All puppies are cute, but at some point in a young dog's life, it goes from "It's so cute I could squeeze it to death" to merely regular cute. But when? According to one recent study in the journal Anthrozoös, peak cuteness hits between 6 and 8 weeks old for many dogs, The Washington Post reports.

Finding out when puppies reach their peak attractiveness to humans may give us insights into how domestic dogs evolved. Researchers from the University of Florida asked 51 students at the school to look at 39 black-and-white images of dogs, who belonged to three different breeds and whose ages ranged from birth to 8 months. The viewers then rated them on a sliding scale of squishability.

The results will sound familiar to dog lovers. Puppies aren't entirely adorable immediately after they're born—they can look a little rat-like—and the participants rated them accordingly. As dogs get older, as much as we might love them, their squee-worthy cuteness declines, as the attractiveness scores reflected. The sweet spot, it turns out, is right around when puppies are being weaned, or between 6 and 8 weeks old.

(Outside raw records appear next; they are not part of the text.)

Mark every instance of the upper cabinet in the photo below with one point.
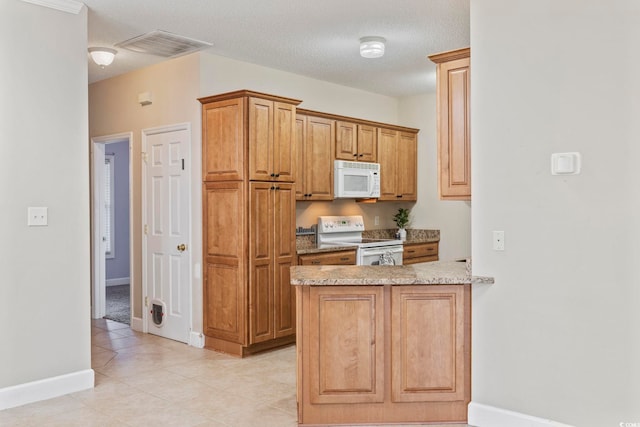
(397, 155)
(315, 138)
(356, 142)
(248, 135)
(454, 134)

The participants tended to rate dogs as most attractive when the pups were within the first 10 weeks of their lives. According to the results, Cane Corsos were at their cutest around 6.3 weeks old, Jack Russell terriers at 7.7 weeks old, and white shepherds at 8.3 weeks.

The study only used still photos of a few breeds, and it's possible that with a more diverse sample, the time of peak cuteness might vary a bit. Certain puppies might be cuter at an older age, and certain puppies might be cuter when they're even younger. But weaning age happens to coincide with the time when puppies are no longer getting as much support from their mothers, and are thus at a high risk of mortality. By evolving to attract human support at a time when they're most vulnerable, puppies might have boosted their chance at survival until they were old enough to completely take care of themselves.

[h/t The Washington Post]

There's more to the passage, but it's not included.